她真的難以想象,眼前這小子憑什麼能夠一躍升天?
明明那時候,他還只是個紫府初期的小傢伙。
唐寧心垂首道:“寧心別無所求,只願你能夠平息怒火。昔日立場,今日立場”
話音才落,她忽的驚呼一聲,因為宋延已經狠狠地將她拉到了身邊。
但驚呼之後,青衣神女便溫柔地依附上了眼前男人,曲頸逢迎。
天池的水陡如流星墜入,往兩邊破開,掀起巨大浪花。
兩道身影則在池中逐漸下沉,初始很快,但隨著水壓增大則漸漸變緩,周邊陽光褪盡,冰冷的水暗沉無比,距離那最底的泥濘湖床也只有一步之遙。
咚!
宋延帶著唐寧心觸到了湖床。
水浪沸騰。
宋延從不是什麼正人君子,送到嘴的肥肉,他怎可能不吃?
此時,他開始感受這青衣神女所為他帶來的幸福與輕鬆。
許久又許久.
兩人重新回到天池畔。
唐寧心清理著溼漉漉的頭髮,又為宋延清理著身子,再服侍他將衣袍穿好,這才溫柔地跪坐在他身側,隨著他的目光一同看向遠處。
天池方才的軒然駭浪已然平息,午間當空照落的陽光也已化成瑰紅的暮色,一陣微風撫過,湖面粼粼,令人心曠神怡,心中安靜。
高貴冷豔的寧心老祖消失不見了,取而代之的是如同賢內助般體貼道侶。
她柔聲道:“前些日子獵殺了一條難得的魚類妖獸,那魚翅肥美,剛巧我這十指也想沾一沾陽春水。”
宋延笑道:“想先抓住我的胃麼?”
唐寧心越發溫柔,微一垂首,恍似水蓮般嬌羞,然後又輕聲道:“其實.在寧心心中,你早已是我道侶,無論你怎麼想,寧心現在都只是在做好屬於道侶的本分。”
宋延笑道:“那記得燒魚的時候多下點毒,機會就這麼一次,千萬別大意錯過了。”
唐寧心撒嬌般地剜了他一眼,然後用帶有一點小生氣的口吻道:“方才便要說的,被郎君一打岔都忘了。現在還是要說與郎君聽的。
天下驚才絕豔之輩莫過於君,那君豈不聞此一時彼一時?
若寧心,乃至始祖早知郎君有這般本事,誰又會在郎君身上打主意呢?”
說完,她如小媳婦生氣般地輕輕打了一下宋延胳膊,幽怨道:“還不是郎君故意示弱?若非如此,寧心早就傾心於郎君了?是不是這個理?是不是這個理?”

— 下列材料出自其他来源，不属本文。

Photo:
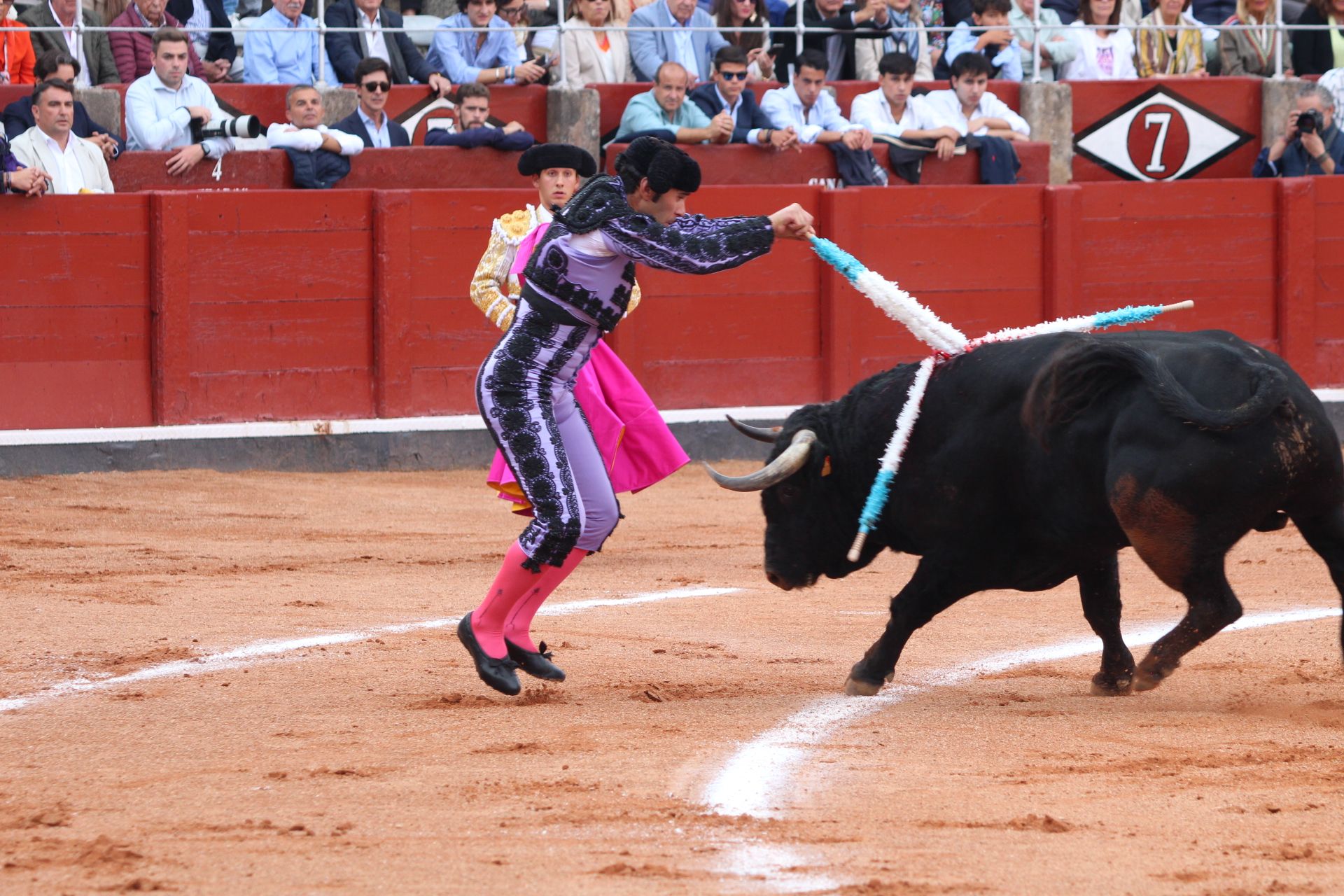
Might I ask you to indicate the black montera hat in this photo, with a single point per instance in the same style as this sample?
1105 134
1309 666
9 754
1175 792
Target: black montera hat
542 156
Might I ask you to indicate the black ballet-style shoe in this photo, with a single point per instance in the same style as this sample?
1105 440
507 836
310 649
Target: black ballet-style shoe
537 664
496 673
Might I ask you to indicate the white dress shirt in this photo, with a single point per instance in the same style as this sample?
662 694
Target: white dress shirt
158 117
76 46
784 108
873 112
382 137
371 33
286 136
946 111
66 178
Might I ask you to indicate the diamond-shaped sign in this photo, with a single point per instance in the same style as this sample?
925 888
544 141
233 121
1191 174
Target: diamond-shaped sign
1159 136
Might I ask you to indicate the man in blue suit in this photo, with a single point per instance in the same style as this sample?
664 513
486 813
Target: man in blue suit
692 49
729 92
375 41
62 66
370 122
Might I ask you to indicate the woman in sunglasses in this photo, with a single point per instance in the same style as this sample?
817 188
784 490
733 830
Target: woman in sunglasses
734 15
594 57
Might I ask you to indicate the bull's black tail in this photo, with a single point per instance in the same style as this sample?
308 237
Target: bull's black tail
1086 371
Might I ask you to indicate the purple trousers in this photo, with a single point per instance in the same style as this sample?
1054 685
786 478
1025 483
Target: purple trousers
526 394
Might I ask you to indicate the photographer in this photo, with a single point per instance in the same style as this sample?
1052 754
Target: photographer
1310 144
163 105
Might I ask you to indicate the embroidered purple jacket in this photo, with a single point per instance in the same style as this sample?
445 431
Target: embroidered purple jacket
568 269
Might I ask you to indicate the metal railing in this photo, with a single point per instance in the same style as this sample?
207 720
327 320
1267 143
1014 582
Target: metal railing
800 31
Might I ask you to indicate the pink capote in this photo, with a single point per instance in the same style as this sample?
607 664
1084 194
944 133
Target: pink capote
629 431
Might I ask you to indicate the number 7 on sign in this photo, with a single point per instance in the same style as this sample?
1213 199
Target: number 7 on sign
1163 120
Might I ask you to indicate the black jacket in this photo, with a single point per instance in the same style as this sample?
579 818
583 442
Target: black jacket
353 124
1312 51
18 118
220 42
347 49
752 115
812 19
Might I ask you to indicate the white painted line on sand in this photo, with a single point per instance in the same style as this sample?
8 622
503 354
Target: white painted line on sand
264 649
756 778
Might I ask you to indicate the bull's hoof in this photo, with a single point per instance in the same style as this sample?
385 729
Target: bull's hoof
1149 675
860 688
1108 687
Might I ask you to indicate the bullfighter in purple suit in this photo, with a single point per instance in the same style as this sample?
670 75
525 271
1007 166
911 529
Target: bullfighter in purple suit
577 286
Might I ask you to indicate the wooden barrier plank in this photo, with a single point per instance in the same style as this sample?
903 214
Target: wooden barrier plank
393 265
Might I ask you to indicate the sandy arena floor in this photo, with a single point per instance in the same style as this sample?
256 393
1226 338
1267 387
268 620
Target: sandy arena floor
379 763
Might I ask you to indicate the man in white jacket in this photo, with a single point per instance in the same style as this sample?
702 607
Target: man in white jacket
73 163
892 112
305 131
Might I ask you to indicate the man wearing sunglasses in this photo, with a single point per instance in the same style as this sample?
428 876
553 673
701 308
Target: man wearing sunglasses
727 92
370 121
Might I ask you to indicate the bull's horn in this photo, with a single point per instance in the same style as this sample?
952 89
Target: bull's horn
758 433
773 473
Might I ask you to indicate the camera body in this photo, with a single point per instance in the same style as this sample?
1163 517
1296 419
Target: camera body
1310 121
239 127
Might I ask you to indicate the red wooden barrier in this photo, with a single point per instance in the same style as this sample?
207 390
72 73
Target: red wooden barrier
406 168
1166 128
276 305
741 164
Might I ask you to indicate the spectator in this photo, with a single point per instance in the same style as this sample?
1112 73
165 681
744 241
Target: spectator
1315 52
74 164
663 112
594 57
1315 149
892 112
17 178
692 50
473 122
370 122
1170 43
1107 54
734 15
375 41
489 55
1252 51
1057 45
305 131
293 55
907 36
134 50
836 49
15 49
729 93
62 66
969 108
987 35
811 111
93 51
217 50
162 106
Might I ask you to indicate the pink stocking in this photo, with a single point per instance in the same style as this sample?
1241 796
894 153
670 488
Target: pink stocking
511 586
521 620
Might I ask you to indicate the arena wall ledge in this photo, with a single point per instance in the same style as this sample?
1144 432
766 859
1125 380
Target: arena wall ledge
179 309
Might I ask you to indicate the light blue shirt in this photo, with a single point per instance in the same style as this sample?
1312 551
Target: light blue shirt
456 55
290 57
644 113
158 117
381 136
1008 61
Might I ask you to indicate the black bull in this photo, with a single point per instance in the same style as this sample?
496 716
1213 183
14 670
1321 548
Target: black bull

宋延還挺佩服唐寧心的,但凡他心智有丁點兒不堅定,肯定就被這小蹄子哄過去了。
此時,他故作露出思索之色,道:“去吧。”
唐寧心欣喜起身,道:“寧心上一次為男人做菜,還是數千年前少女的時候,那時寧心是為父親燒菜的。現在卻是為郎君。都說女人小時候依靠父親,長大了便是依靠相公。”
說著,不待宋延回答就翩然而去。
未幾,宋延聞到了香味。
又未幾,那香味越來越濃,濃得他縱然不需飲食也已食指大動。
再未幾,他感到那隔絕祖脈天池內外視聽的氣罩被解開了,登山路上,卻有一道道虹光從下而上快速而來。
為首的,乃是對兒少年少女,兩者雖然年輕,但舉止皆成熟有度,且身上都散發著神嬰初期的氣息。
宋延也認出了這對兒的身份,這兩人正是他昔日義父唐嘯空,義母唐妍芬。
唐嘯空看定那樹下等待就餐的少年,無論心中如何感慨,此時還是雙手將託舉的餐盤放到桌上。
那餐盤中盛著一塊魚皮金黃酥脆的肥美魚肉,炸酥的魚鱗片片朝上,皆可辨別,旁邊還附著類似蟹黃一類的蘸醬。
唐嘯空揚聲道:“宋老祖,此菜名為‘金鱗映日躍龍門’,寧心老祖將那名為‘霜鱗玉脂’的妖魚烹飪成菜,合計十八道,這是第一道。”
唐妍芬則將第二盤菜託舉上來,恭敬道:“宋老祖,這一道名為‘玄霜冰魄化龍涎’,乃是在妖魚煮熟後迅速冷卻,使其晶瑩剔透,入口猶帶幾分‘霜鱗玉脂’本身的霜雪氣息,很是解膩。”
宋延沉默了下。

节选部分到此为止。